Alexander Graham Bell and his wife Mabel lost a baby boy at a time of great stress for the family. Alec Bell (as he was known) was deeply grieved, but accepted much self-blame for having been away at the time. Bell scarcely believed in God; perhaps Einstein’s God, for Bell believed that the more we were to learn through science, the closer we would be to being like God. In other words God was primarily important as a source of knowledge

Poor Mabel, having been brought up in a strict puritan Christianity, believed that God was punishing her: “when Elsie was being naughty, Mabel withheld candy from her and explained that she was punishing Elsie as God had punished her…He had promised me a baby if I would be careful, but I had not been, and he took the little one from me.” (Charlotte Gray, “RELUCTANT GENIUS, The Passionate Life and Inventive Mind of Alexander Graham Bell” Harper [Collins, 2006, page 225.)

No wonder generations of people grew up equating belief in God with a belief in punishment! Atheists can claim that religion is responsible for a guilt-ridden culture, which in turn has endorsed a culture of vengeance and violence. Scientists such as Alec Bell were already inclined to hold such a view of religion, and looked at the progress which science seemed to promise with what might be called “evangelical fervour.”

How, then, can I as a Christian respond to what I regard as a perversion of Christianity?

First, I must admit that there is much in the Bible which shows God as a punisher of evil and a rewarder of goodness. Much in the story of the Hebrew people as a nation shows them straying from the worship of Yahweh, their God, and falling into defeat and civil war, even conquest from beyond their borders. God’s prophets call them back to the covenant or contract with Him. Then we see the prophets increasingly showing a God who is not interested in the outward show of animal sacrifice, feasts and fasts, but instead looks for a change of heart. The people are called to love God, as God is shown loving them, as a spouse or beloved.

Jesus preaches a God of love and forgiveness: he equates healing the body with forgiving of sin, and shows by example a caring for the poor and the outcast. He rejects the guilt-ridden approach to expiation of sin through fulfilling legalism; he introduces his followers to a spiritual kingdom within themselves, which is to liberate them finally from guilt.

In doing so, Jesus is in line with the Hebrew priestly religion of the first Temple, in which God is dramatized as coming forth with the very holiness of the Ark of the Covenant, and freely giving blessing to the world, after the sins have been carried away by sacrificial goats.

And when Jesus, regarded by the Roman and priestly establishment as a blasphemer and political nuisance, is crucified and killed, his followers experience Jesus returning to them, risen from the dead - so powerful a reality that they are prepared to accept his spirit within them, and break with tradition to spread the good news of liberation, of a new covenant, with a God who forgives all guilt, and who finds humanity itself an object of favour (“grace”). God forgives and loves us whether we are good or bad.

So, to explain their experience of Jesus’ death and return in terms they already were familiar with, they saw his as the final sacrifice, which takes away all guilt, brings liberation and hope to the suffering.

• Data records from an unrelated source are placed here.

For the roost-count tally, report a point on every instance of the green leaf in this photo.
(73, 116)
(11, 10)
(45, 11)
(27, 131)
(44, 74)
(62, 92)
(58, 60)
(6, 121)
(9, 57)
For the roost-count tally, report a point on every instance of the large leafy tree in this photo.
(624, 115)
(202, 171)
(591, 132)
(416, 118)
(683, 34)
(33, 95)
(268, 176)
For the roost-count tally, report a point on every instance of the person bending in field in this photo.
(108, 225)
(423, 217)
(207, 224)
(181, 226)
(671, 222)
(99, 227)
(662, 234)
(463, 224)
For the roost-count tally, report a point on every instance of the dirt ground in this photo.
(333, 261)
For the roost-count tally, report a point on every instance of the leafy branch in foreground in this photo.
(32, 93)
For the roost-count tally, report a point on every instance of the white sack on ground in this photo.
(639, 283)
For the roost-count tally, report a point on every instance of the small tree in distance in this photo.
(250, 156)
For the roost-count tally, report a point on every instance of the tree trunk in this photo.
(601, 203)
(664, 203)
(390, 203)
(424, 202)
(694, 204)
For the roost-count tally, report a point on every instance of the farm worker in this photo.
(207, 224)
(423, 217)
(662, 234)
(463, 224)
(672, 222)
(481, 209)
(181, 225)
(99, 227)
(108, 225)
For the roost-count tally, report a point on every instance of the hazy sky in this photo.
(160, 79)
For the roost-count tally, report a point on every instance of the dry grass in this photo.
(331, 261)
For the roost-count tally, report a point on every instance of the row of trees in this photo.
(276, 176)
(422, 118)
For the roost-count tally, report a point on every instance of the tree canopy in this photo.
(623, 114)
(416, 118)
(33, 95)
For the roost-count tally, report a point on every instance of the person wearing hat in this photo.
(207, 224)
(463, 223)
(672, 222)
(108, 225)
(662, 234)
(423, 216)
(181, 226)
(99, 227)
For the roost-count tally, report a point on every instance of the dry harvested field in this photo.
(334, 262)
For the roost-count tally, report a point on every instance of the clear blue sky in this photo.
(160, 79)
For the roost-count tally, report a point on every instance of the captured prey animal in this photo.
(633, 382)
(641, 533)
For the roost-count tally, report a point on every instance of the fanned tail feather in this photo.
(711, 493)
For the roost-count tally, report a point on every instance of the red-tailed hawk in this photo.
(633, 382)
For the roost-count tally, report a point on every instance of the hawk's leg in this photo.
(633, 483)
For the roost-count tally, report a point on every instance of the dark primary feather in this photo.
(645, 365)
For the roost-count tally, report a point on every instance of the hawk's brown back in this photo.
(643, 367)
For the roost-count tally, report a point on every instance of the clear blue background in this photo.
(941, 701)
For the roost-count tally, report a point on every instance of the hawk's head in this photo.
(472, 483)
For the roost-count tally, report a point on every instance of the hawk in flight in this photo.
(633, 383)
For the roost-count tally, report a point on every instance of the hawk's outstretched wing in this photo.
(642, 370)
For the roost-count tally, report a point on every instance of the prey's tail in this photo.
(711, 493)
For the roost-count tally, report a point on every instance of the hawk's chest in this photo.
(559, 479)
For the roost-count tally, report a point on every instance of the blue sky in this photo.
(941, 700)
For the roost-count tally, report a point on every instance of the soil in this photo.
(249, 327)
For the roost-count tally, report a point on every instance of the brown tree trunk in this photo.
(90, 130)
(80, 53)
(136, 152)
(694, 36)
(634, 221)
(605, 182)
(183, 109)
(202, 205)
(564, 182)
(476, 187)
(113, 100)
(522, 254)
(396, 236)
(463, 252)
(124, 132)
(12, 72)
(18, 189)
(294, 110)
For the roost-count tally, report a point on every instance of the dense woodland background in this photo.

The idea of death and return is found in most other religions in some form, and the new Church comes to see Jesus as the embodiment of a God who loves people of all faiths, or none.

A friend asked me to explain why if Jesus has died to take away all sin, why do we still have sin? This misunderstanding of the passion and Cross of Jesus is based on the idea of a contract; some traditions have even called it a contract between God and Satan, which could only be redeemed by God’s offering his son. “Redeemed” in this theory is pawn-shop redemption.

A true estimate of the God of Love who is not mainly a God of power, is that God has poured his love into the creation of a cosmos the objective of which was to work towards conscious and sentient beings, whose likeness to God is based on love rather than power; what we call the Incarnation, God becoming human, and the Atonement (God showing his self-offering as a token of his love), are part of a reality we call eternal life, which is almost beyond human imagination, picturing the cosmos groaning and travailing like a woman in childbirth, towards a consummation of the union between the Creator and the Creation:

“For He has made known to us in all wisdom and insight the mystery of his will, according to his purpose which he set forth in Christ, as a plan for the fullness of time, to unite all things in him, things in heaven and things on earth.” (Epistle to the Ephesians, I: 9-10)

Living a life patterned on Jesus does require self-discipline and self-offering, but it is founded on complete forgiveness of neighbour - and self.